Hacker News new | ask | show | jobs
by monstertruck 1554 days ago
(I work at System)

First, thanks!

By internal contradictions, do you mean conflicting evidence in the relationship between topics or metrics? That will (and does) come up regularly - peer-reviewed studies investigating the same topics have differently measured (or contradictory) results. We have tools for assessing the statistical quality of submitted relationships (through things like statistical reproducibility, algorithm type, statistical controls, etc.), so unreproducible or statistically unlikely relationships will be clearly seen as such. Building tools to programmatically test reproducibility of evidence is definitely something we've thought about (if that's the "formal verification" you are talking about).

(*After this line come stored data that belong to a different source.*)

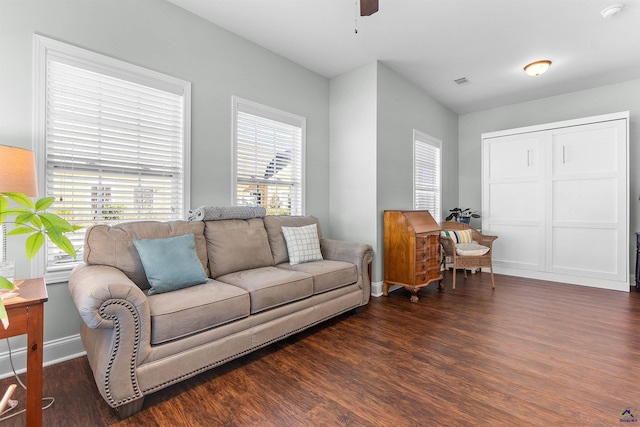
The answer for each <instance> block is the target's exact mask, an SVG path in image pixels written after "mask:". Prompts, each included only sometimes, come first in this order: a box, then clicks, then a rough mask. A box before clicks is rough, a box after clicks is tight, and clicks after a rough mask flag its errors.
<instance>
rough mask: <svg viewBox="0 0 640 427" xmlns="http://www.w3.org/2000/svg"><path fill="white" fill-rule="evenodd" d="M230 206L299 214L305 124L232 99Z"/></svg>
mask: <svg viewBox="0 0 640 427" xmlns="http://www.w3.org/2000/svg"><path fill="white" fill-rule="evenodd" d="M233 112H234V138H233V139H234V150H233V152H234V176H233V194H234V196H233V203H234V204H236V205H246V206H263V207H264V208H266V210H267V215H302V214H304V212H303V211H304V183H303V176H304V173H303V157H304V139H305V118H304V117H300V116H296V115H293V114H290V113H286V112H283V111H279V110H275V109H273V108H270V107H266V106H263V105H259V104H256V103H253V102H250V101H246V100H242V99H239V98H236V97H234V98H233Z"/></svg>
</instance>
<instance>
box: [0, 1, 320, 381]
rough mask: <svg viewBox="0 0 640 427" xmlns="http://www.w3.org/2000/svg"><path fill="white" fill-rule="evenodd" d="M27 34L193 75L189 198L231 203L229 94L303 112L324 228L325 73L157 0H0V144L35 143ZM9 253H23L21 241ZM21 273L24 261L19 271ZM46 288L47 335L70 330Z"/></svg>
mask: <svg viewBox="0 0 640 427" xmlns="http://www.w3.org/2000/svg"><path fill="white" fill-rule="evenodd" d="M34 33H37V34H41V35H44V36H47V37H51V38H54V39H57V40H60V41H63V42H66V43H70V44H73V45H76V46H79V47H82V48H85V49H89V50H92V51H95V52H98V53H102V54H105V55H108V56H111V57H114V58H117V59H121V60H124V61H127V62H130V63H133V64H136V65H140V66H143V67H147V68H150V69H152V70H156V71H159V72H162V73H166V74H169V75H172V76H175V77H178V78H181V79H184V80H188V81H190V82H191V83H192V155H193V157H192V180H191V182H192V193H191V204H192V206H193V207H197V206H201V205H229V204H230V203H231V164H230V160H231V96H232V95H238V96H240V97H243V98H246V99H249V100H252V101H256V102H259V103H263V104H266V105H269V106H272V107H275V108H279V109H282V110H285V111H289V112H292V113H295V114H298V115H300V116H304V117H306V118H307V147H306V148H307V191H308V193H307V194H308V196H307V213H309V214H313V215H315V216H317V217H318V218H320V221H321V223H322V224H324V225H325V227H323V228H324V231H325V234H330V228H329V226H328V224H329V221H328V218H329V208H328V205H329V175H328V173H327V171H328V170H329V81H328V79H325V78H323V77H321V76H318V75H317V74H314V73H312V72H310V71H309V70H306V69H304V68H302V67H301V66H299V65H297V64H294V63H292V62H290V61H288V60H286V59H284V58H282V57H280V56H277V55H275V54H273V53H272V52H270V51H267V50H266V49H263V48H261V47H258V46H257V45H255V44H253V43H250V42H248V41H246V40H244V39H241V38H239V37H238V36H236V35H234V34H231V33H229V32H227V31H226V30H223V29H221V28H219V27H217V26H215V25H212V24H210V23H208V22H206V21H204V20H202V19H200V18H198V17H196V16H195V15H192V14H191V13H188V12H186V11H184V10H183V9H180V8H178V7H176V6H174V5H172V4H171V3H168V2H166V1H164V0H135V1H132V0H91V1H86V0H84V1H83V0H75V1H74V0H0V143H1V144H5V145H14V146H19V147H24V148H32V145H31V144H32V143H31V127H32V124H31V108H32V98H31V96H32V95H31V86H32V77H31V75H32V69H31V57H32V36H33V34H34ZM9 258H10V259H11V258H13V259H15V260H23V259H24V258H25V257H24V248H21V250H20V251H12V253H10V254H9ZM28 273H29V266H28V265H27V264H26V262H21V263H20V264H19V265H18V275H19V276H22V277H28ZM48 291H49V301H48V302H47V303H46V305H45V341H48V342H52V341H55V340H59V339H63V338H64V337H69V336H72V335H75V334H77V333H78V331H79V325H80V317H79V316H78V315H77V314H76V313H77V312H76V309H75V306H73V304H72V302H71V299H70V297H69V294H68V291H67V287H66V283H63V284H49V285H48ZM47 351H48V349H47V348H46V347H45V359H46V358H48V357H49V358H50V357H52V356H51V354H49V355H48V353H47ZM1 371H2V369H1V367H0V372H1Z"/></svg>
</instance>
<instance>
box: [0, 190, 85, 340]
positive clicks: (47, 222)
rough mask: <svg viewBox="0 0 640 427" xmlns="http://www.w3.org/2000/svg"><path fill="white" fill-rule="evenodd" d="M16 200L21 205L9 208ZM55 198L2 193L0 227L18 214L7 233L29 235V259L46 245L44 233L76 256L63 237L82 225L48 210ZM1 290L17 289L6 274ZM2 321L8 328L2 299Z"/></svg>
mask: <svg viewBox="0 0 640 427" xmlns="http://www.w3.org/2000/svg"><path fill="white" fill-rule="evenodd" d="M8 199H10V200H13V201H14V202H16V203H17V204H18V205H19V206H17V207H9V200H8ZM54 200H55V199H54V198H53V197H43V198H42V199H39V200H37V201H36V202H35V203H34V202H33V201H32V200H31V199H30V198H29V197H28V196H26V195H25V194H23V193H13V192H4V193H0V226H3V224H4V223H5V221H6V220H7V218H8V217H15V218H14V221H13V223H14V224H15V228H14V229H13V230H11V231H9V232H8V233H7V236H12V235H19V234H22V235H24V234H28V235H29V236H28V237H27V240H26V251H27V259H31V258H33V257H34V255H35V254H36V253H38V251H39V250H40V248H41V247H42V245H43V244H44V240H45V236H46V237H48V238H49V240H51V242H53V244H55V245H56V246H57V247H59V248H60V249H62V250H63V251H64V252H66V253H67V254H69V256H71V257H72V258H74V259H75V257H76V250H75V248H74V247H73V245H72V244H71V241H69V239H68V238H67V237H65V236H64V234H65V233H68V232H71V231H75V230H78V229H80V228H82V227H78V226H74V225H71V224H69V222H67V221H66V220H64V219H62V218H60V217H59V216H58V215H56V214H52V213H48V212H46V210H47V209H48V208H49V207H50V206H51V205H52V204H53V202H54ZM0 289H8V290H13V289H15V286H14V284H13V283H12V282H11V281H9V280H8V279H7V278H6V277H2V276H0ZM0 321H2V323H3V325H4V327H5V329H6V328H7V326H8V325H9V321H8V317H7V310H6V309H5V307H4V303H3V302H2V299H1V298H0Z"/></svg>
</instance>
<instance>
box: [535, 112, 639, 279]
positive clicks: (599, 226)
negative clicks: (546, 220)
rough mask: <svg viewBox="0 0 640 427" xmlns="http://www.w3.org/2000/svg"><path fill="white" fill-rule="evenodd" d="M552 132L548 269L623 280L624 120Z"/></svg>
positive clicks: (625, 142) (624, 255)
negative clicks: (550, 208) (550, 199)
mask: <svg viewBox="0 0 640 427" xmlns="http://www.w3.org/2000/svg"><path fill="white" fill-rule="evenodd" d="M551 135H552V136H551V153H549V155H550V157H551V159H550V162H551V164H552V168H551V179H550V181H548V182H550V186H551V188H550V194H552V200H551V203H550V206H551V215H550V216H551V218H550V222H549V224H550V227H547V265H548V266H549V270H550V271H552V272H554V273H561V274H570V275H576V276H587V277H593V278H602V279H611V280H622V281H624V280H626V276H627V275H628V272H627V271H626V266H627V262H626V260H627V258H628V254H627V247H626V238H627V236H626V212H627V205H626V203H627V200H626V177H627V171H626V164H627V162H626V120H614V121H608V122H602V123H594V124H589V125H582V126H573V127H567V128H562V129H554V130H552V131H551Z"/></svg>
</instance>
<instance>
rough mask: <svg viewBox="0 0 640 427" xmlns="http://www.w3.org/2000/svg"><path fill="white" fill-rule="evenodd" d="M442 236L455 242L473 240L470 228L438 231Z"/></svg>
mask: <svg viewBox="0 0 640 427" xmlns="http://www.w3.org/2000/svg"><path fill="white" fill-rule="evenodd" d="M440 235H441V236H442V237H448V238H450V239H451V240H453V241H454V242H456V243H458V244H459V243H471V241H472V240H473V234H472V233H471V230H442V231H441V232H440Z"/></svg>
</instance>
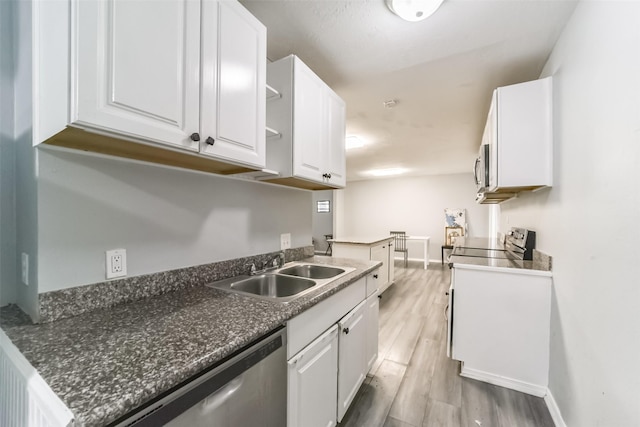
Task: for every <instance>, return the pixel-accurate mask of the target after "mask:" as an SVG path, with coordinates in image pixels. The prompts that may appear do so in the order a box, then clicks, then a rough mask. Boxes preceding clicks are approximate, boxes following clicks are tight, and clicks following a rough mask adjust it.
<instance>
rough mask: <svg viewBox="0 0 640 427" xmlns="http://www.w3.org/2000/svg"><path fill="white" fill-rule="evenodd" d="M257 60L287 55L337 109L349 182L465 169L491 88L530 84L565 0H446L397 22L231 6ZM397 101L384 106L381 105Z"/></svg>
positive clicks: (568, 5) (333, 9) (479, 126)
mask: <svg viewBox="0 0 640 427" xmlns="http://www.w3.org/2000/svg"><path fill="white" fill-rule="evenodd" d="M240 1H241V3H242V4H243V5H244V6H245V7H246V8H247V9H249V10H250V11H251V12H252V13H253V14H254V15H255V16H256V17H257V18H258V19H259V20H260V21H262V23H264V24H265V25H266V27H267V37H268V39H267V40H268V41H267V56H268V58H269V59H270V60H277V59H280V58H282V57H285V56H287V55H289V54H292V53H293V54H296V55H297V56H299V57H300V59H302V61H303V62H304V63H306V64H307V65H308V66H309V67H310V68H311V69H312V70H314V71H315V72H316V74H318V76H320V78H321V79H322V80H324V81H325V82H326V83H327V84H328V85H329V86H331V88H332V89H333V90H334V91H335V92H337V93H338V95H340V97H342V99H344V100H345V102H346V104H347V135H358V136H359V137H360V138H361V139H362V140H363V141H364V142H365V144H366V145H365V146H364V147H361V148H355V149H352V150H348V151H347V180H348V181H356V180H363V179H373V177H372V176H371V175H369V174H367V171H369V170H371V169H380V168H396V167H400V168H405V169H407V172H406V175H438V174H450V173H461V172H470V171H471V168H472V165H473V161H474V159H475V156H476V153H477V149H478V146H479V145H480V139H481V136H482V131H483V128H484V123H485V121H486V115H487V112H488V110H489V103H490V100H491V93H492V91H493V89H495V88H496V87H499V86H505V85H509V84H514V83H520V82H524V81H528V80H534V79H536V78H538V77H539V75H540V72H541V70H542V67H543V66H544V64H545V62H546V60H547V58H548V56H549V53H550V52H551V49H552V48H553V45H554V44H555V42H556V40H557V39H558V37H559V35H560V33H561V32H562V29H563V28H564V25H565V23H566V22H567V20H568V19H569V17H570V16H571V13H572V12H573V10H574V8H575V6H576V1H573V0H498V1H487V0H445V1H444V3H443V4H442V6H441V7H440V9H439V10H438V11H437V12H436V13H435V14H434V15H433V16H431V17H429V18H427V19H426V20H424V21H420V22H407V21H404V20H402V19H400V18H399V17H397V16H396V15H394V14H393V13H391V11H389V9H388V8H387V7H386V5H385V3H384V0H338V1H330V0H240ZM392 99H393V100H396V101H397V104H396V106H395V107H393V108H385V107H384V104H383V103H384V101H387V100H392Z"/></svg>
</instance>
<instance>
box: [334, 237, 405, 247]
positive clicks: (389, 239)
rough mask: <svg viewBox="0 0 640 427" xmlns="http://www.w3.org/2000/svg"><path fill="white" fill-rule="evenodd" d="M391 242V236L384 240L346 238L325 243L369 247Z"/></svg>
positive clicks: (355, 238)
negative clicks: (328, 242)
mask: <svg viewBox="0 0 640 427" xmlns="http://www.w3.org/2000/svg"><path fill="white" fill-rule="evenodd" d="M392 240H393V236H388V237H384V238H376V239H365V238H357V237H347V238H340V239H328V240H327V242H331V243H340V244H348V245H363V246H371V245H375V244H378V243H382V242H390V241H392Z"/></svg>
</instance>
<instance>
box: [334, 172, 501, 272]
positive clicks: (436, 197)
mask: <svg viewBox="0 0 640 427" xmlns="http://www.w3.org/2000/svg"><path fill="white" fill-rule="evenodd" d="M469 168H471V166H469ZM475 196H476V189H475V185H474V183H473V175H472V174H471V173H468V174H453V175H435V176H419V177H405V178H392V179H379V180H370V181H355V182H349V183H348V184H347V188H346V189H345V190H343V191H342V196H341V197H340V198H336V199H337V201H336V209H338V210H340V212H339V214H338V215H336V218H337V220H338V221H341V223H340V224H336V233H338V230H339V234H338V235H337V237H369V236H370V237H377V236H386V235H388V233H389V231H391V230H401V231H402V230H404V231H406V232H407V233H408V234H413V235H419V236H431V241H430V245H429V258H431V259H433V260H436V259H437V260H440V247H441V246H442V244H443V241H444V209H445V208H465V209H466V210H467V223H468V225H469V236H474V237H486V236H487V233H488V224H489V216H488V213H489V207H488V206H487V205H478V204H476V203H475V201H474V200H475ZM338 201H342V203H341V204H340V205H339V204H338ZM409 257H410V258H415V259H421V258H422V243H420V242H409Z"/></svg>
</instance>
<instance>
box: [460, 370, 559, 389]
mask: <svg viewBox="0 0 640 427" xmlns="http://www.w3.org/2000/svg"><path fill="white" fill-rule="evenodd" d="M460 375H461V376H463V377H467V378H472V379H474V380H478V381H484V382H487V383H489V384H493V385H499V386H501V387H505V388H509V389H511V390H516V391H521V392H522V393H527V394H530V395H533V396H537V397H544V396H545V395H546V394H547V392H548V388H547V387H546V386H541V385H538V384H532V383H527V382H524V381H520V380H516V379H513V378H507V377H503V376H500V375H496V374H492V373H489V372H484V371H479V370H477V369H473V368H469V367H466V366H464V364H463V365H462V369H461V370H460Z"/></svg>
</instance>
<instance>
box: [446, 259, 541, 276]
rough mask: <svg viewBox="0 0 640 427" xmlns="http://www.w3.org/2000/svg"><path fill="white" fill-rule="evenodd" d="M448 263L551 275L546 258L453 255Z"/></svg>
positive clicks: (518, 272) (504, 270) (480, 267)
mask: <svg viewBox="0 0 640 427" xmlns="http://www.w3.org/2000/svg"><path fill="white" fill-rule="evenodd" d="M449 265H450V266H452V267H456V268H467V269H480V270H484V269H492V270H504V271H505V272H509V273H513V274H533V275H542V276H551V263H550V261H548V260H546V259H540V260H538V259H535V260H533V261H521V260H513V259H503V258H480V257H467V256H456V255H453V256H451V257H450V258H449Z"/></svg>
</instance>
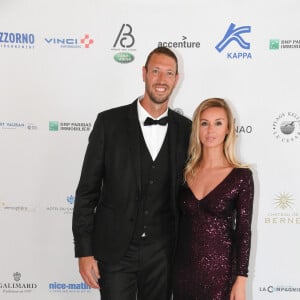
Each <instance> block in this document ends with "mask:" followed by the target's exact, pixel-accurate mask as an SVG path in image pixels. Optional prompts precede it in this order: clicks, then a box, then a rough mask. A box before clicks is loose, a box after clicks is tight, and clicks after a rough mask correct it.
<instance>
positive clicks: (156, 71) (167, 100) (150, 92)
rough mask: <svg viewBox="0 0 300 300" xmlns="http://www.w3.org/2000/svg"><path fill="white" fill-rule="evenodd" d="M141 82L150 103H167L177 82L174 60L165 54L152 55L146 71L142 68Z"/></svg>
mask: <svg viewBox="0 0 300 300" xmlns="http://www.w3.org/2000/svg"><path fill="white" fill-rule="evenodd" d="M143 80H144V82H145V88H146V95H147V96H148V97H149V98H150V100H151V101H152V102H154V103H156V104H162V103H165V102H167V101H168V100H169V97H170V95H171V93H172V91H173V89H174V87H175V86H176V83H177V80H178V74H176V62H175V60H174V59H173V58H171V57H169V56H167V55H165V54H158V53H154V54H153V55H152V56H151V59H150V61H149V63H148V67H147V70H146V68H145V67H143Z"/></svg>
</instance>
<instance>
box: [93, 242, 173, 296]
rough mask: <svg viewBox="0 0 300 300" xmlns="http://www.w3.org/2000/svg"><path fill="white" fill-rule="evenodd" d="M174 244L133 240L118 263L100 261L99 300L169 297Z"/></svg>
mask: <svg viewBox="0 0 300 300" xmlns="http://www.w3.org/2000/svg"><path fill="white" fill-rule="evenodd" d="M173 250H174V249H173V243H172V241H170V240H169V239H168V240H166V239H164V240H160V241H149V240H147V238H145V239H143V238H141V239H140V240H137V241H132V242H131V243H130V246H129V248H128V251H127V253H126V255H125V256H124V257H123V258H122V259H121V260H120V262H119V263H117V264H114V265H111V264H107V263H104V262H101V261H99V262H98V264H99V271H100V276H101V278H100V279H99V284H100V293H101V300H136V299H137V300H170V299H171V265H172V257H173Z"/></svg>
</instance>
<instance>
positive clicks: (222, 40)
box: [215, 23, 252, 59]
mask: <svg viewBox="0 0 300 300" xmlns="http://www.w3.org/2000/svg"><path fill="white" fill-rule="evenodd" d="M250 32H251V26H241V27H236V25H235V24H234V23H231V24H230V25H229V27H228V29H227V31H226V33H225V35H224V37H223V39H222V40H221V41H220V42H219V43H218V44H217V45H216V47H215V48H216V49H217V51H218V52H219V53H221V52H223V50H224V49H225V48H226V47H227V46H228V45H229V44H231V43H232V42H236V43H237V44H238V45H239V46H240V48H242V49H245V50H249V49H250V43H249V42H247V41H246V40H245V39H244V38H243V37H242V35H243V34H246V33H250ZM227 58H228V59H251V58H252V55H251V53H250V52H227Z"/></svg>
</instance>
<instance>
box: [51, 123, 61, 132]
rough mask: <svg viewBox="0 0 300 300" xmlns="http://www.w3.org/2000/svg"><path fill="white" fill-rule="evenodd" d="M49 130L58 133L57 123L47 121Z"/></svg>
mask: <svg viewBox="0 0 300 300" xmlns="http://www.w3.org/2000/svg"><path fill="white" fill-rule="evenodd" d="M49 130H50V131H58V130H59V123H58V121H49Z"/></svg>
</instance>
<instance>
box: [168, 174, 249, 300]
mask: <svg viewBox="0 0 300 300" xmlns="http://www.w3.org/2000/svg"><path fill="white" fill-rule="evenodd" d="M253 192H254V188H253V178H252V172H251V171H250V169H244V168H235V169H233V170H232V171H231V172H230V173H229V174H228V175H227V177H225V179H224V180H223V181H222V182H221V183H220V184H219V185H218V186H217V187H216V188H214V189H213V190H212V191H211V192H210V193H209V194H208V195H206V196H205V197H204V198H203V199H201V200H198V199H196V198H195V196H194V194H193V193H192V191H191V190H190V189H189V187H188V186H187V185H184V186H183V187H182V190H181V192H180V199H179V201H180V203H179V205H180V210H181V220H180V225H179V239H178V246H177V254H176V260H175V271H174V276H175V279H174V296H173V299H174V300H229V297H230V291H231V288H232V284H233V283H234V280H235V277H236V275H242V276H247V273H248V262H249V253H250V241H251V217H252V206H253V205H252V204H253Z"/></svg>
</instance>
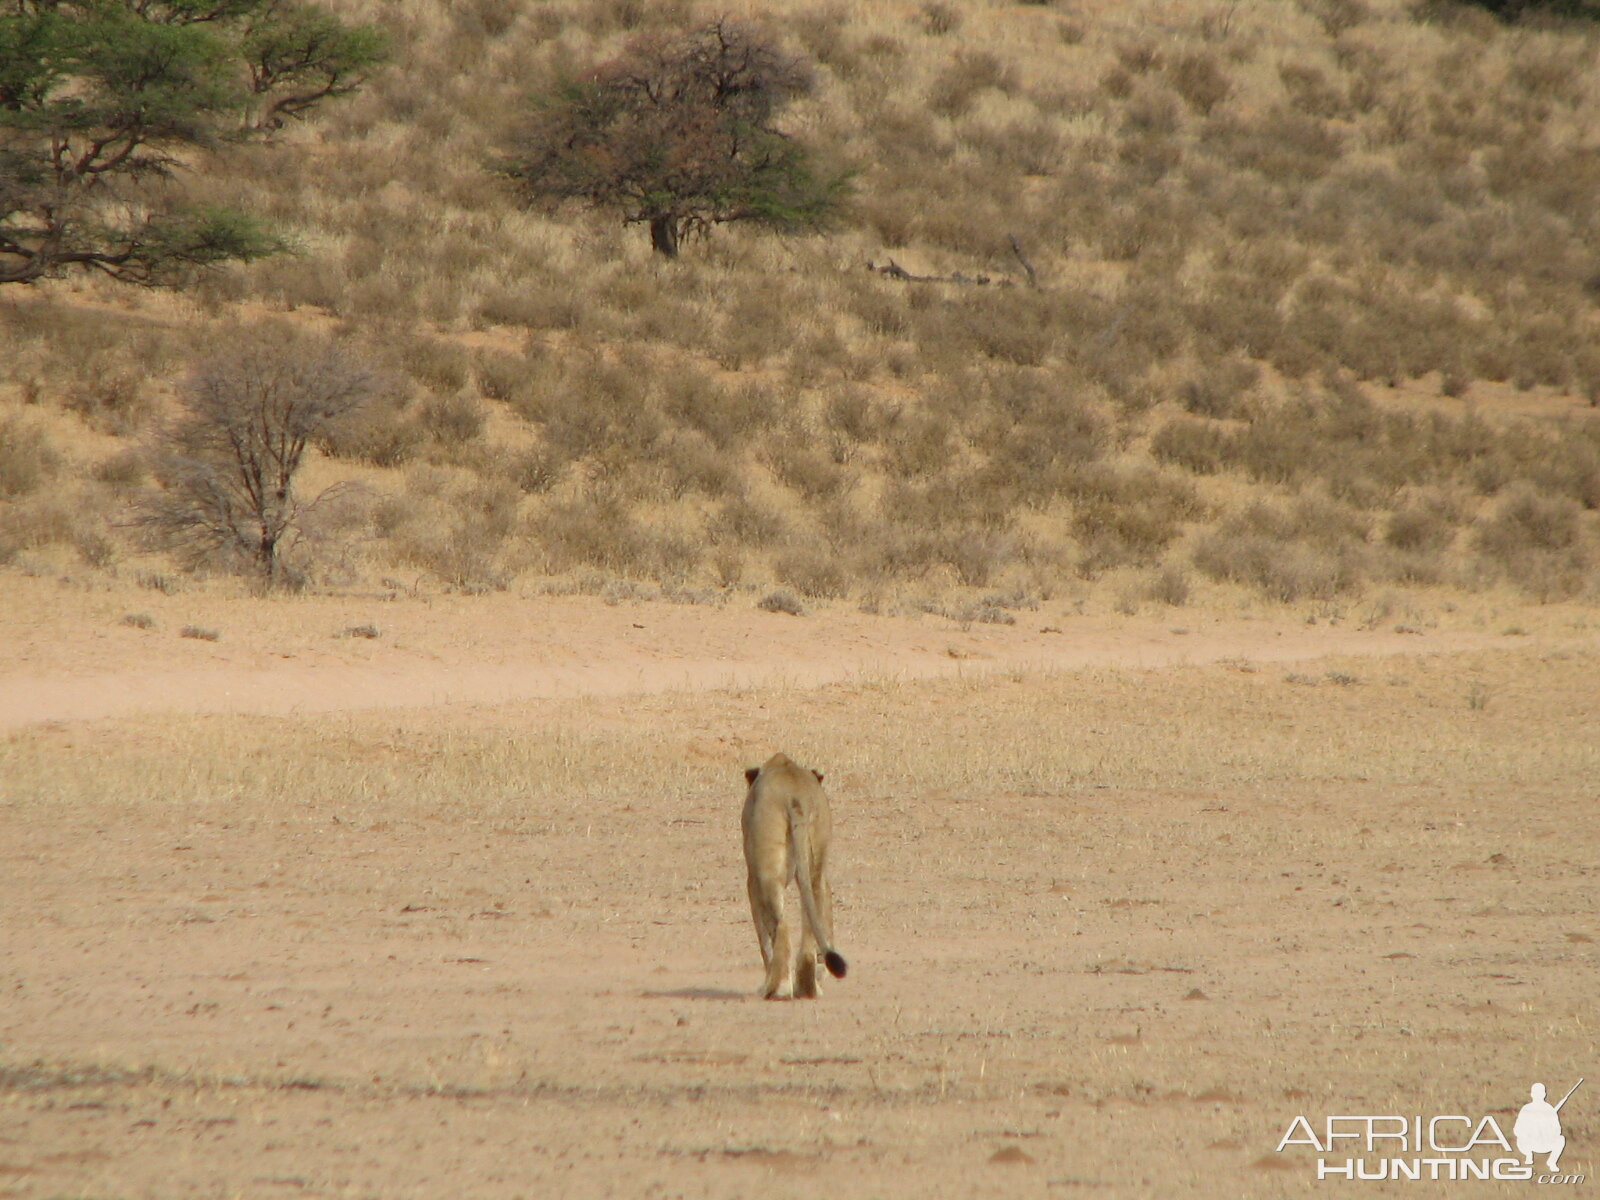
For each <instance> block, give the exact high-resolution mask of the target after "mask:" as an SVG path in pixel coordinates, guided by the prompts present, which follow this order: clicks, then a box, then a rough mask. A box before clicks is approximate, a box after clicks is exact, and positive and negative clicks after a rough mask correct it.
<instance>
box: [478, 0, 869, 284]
mask: <svg viewBox="0 0 1600 1200" xmlns="http://www.w3.org/2000/svg"><path fill="white" fill-rule="evenodd" d="M811 86H813V74H811V70H810V67H808V64H806V62H803V61H802V59H798V58H792V56H789V54H786V53H782V51H781V50H779V48H778V46H776V45H774V43H773V42H771V40H768V38H766V37H765V35H763V34H762V32H760V30H757V29H754V27H749V26H742V24H736V22H733V21H728V19H717V21H712V22H710V24H709V26H706V27H702V29H698V30H694V32H691V34H686V35H678V37H664V35H645V37H640V38H635V40H634V42H632V43H630V45H629V46H627V50H626V51H624V53H622V54H621V56H619V58H616V59H613V61H610V62H605V64H602V66H597V67H594V69H592V70H589V72H586V74H584V75H582V77H579V78H570V80H565V82H563V83H562V85H560V86H558V88H557V90H555V91H554V93H550V94H546V96H541V98H538V99H536V104H534V115H533V120H531V122H530V126H528V128H526V130H525V133H523V134H522V138H520V141H518V144H517V147H515V150H514V154H512V155H510V160H509V162H507V165H506V173H507V174H509V176H510V178H512V179H515V181H517V186H518V189H520V192H522V195H523V198H525V200H526V202H530V203H552V202H555V203H558V202H563V200H581V202H587V203H590V205H595V206H598V208H605V210H610V211H614V213H619V214H621V218H622V221H624V222H626V224H645V226H648V227H650V243H651V246H653V248H654V251H656V253H658V254H664V256H667V258H675V256H677V253H678V243H680V242H682V240H683V237H685V235H688V234H704V232H707V230H709V229H710V227H712V226H717V224H723V222H728V221H754V222H758V224H765V226H770V227H776V229H808V227H816V226H819V224H822V222H826V221H827V219H829V218H830V216H834V214H835V211H837V208H838V202H840V198H842V195H843V190H845V186H846V179H845V178H843V176H835V178H824V176H821V174H819V173H818V170H816V168H814V166H813V163H811V154H810V152H808V150H806V147H805V146H802V144H800V142H798V141H795V139H794V138H792V136H789V134H786V133H784V131H781V130H779V128H778V125H776V122H778V118H779V115H781V114H782V110H784V107H786V106H787V104H789V102H790V101H794V99H798V98H800V96H805V94H806V93H808V91H810V90H811Z"/></svg>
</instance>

Ultimately the goal will be to (statistically) approximate the sum total of all evidence between pairs of topics, and also to provide users with the tools and sources to assess (and apply!) that evidence.

1 comments

I guess I had a few reactions offhand:

1. Pretty interesting.

2. The criteria for reproducibility seem a little rough to me? They seem to be sort of distant from things like registered replication, publication bias analysis etc.

3. My gut impression is you need some kind of meta-scientific model, eg something that models the probability of studying an association, the observed association conditional on that, effects on heterogeneity of effect sizes etc.

4. Along those lines, I wonder if there's an implicit schema of looking for nonzero associations and documenting them rather than reporting best estimated strength of known association? Maybe not.

5. I'm curious how you define nodes/topics versus subnodes/subtopics. I suspect defining the nodes/topics and their boundaries would become tricky?